Book: Shoes of the Dead
Author: Kota Neelima
Publisher: Rupa Publication
Language: English
Pages: 274
Price: Rs 495
This book is serious business. Coming from someone who is an editor at the Sunday Guardian, I wouldn’t expect any less. With this book, Kota Neelima takes you on a tour of the real world the farmers in our country occupy. Farmer suicides happen in abundance, many because of debts. Others because of successive crop failures. Either case, the farmers’ families want the compensation by claiming it to be a debt related death. The government on the other hand, keeps rejecting claims after claims of debt related deaths, real or not.

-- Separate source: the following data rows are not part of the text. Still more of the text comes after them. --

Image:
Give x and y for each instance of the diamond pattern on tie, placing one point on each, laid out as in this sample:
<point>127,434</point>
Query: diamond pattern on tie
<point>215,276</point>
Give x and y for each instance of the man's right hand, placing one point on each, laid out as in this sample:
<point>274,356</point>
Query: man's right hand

Crushed by successive crop failures and the burden of debt, Sudhakar Bhadra kills himself. The powerful district committee of Mityala routinely dismisses the suicide and refuses compensation to his widow. Gangiri, his brother, makes it his life’s mission to bring justice to the dead by influencing the committee to validate similar farmer suicides. Keyur Kashinath of the Democratic Party – first-time member of Parliament from Mityala, and son of Vaishnav Kashinath, the party’s general secretary – is the heir to his father’s power in Delhi politics. He faces his first crisis every suicide in his constituency certified by the committee as debt-related is a blot on the party’s image, and his competence. The brilliant farmer battles his inheritance of despair, the arrogant politician fights for the power he has received as legacy. Their two worlds collide in a conflict that pushes both to the limits of morality from where there is no turning back. At stake is the truth about ‘inherited’ democratic power. And at the end, there can only be one winner. Passionate and startlingly insightful, Shoes of the Dead is a chilling parable of modern-day India.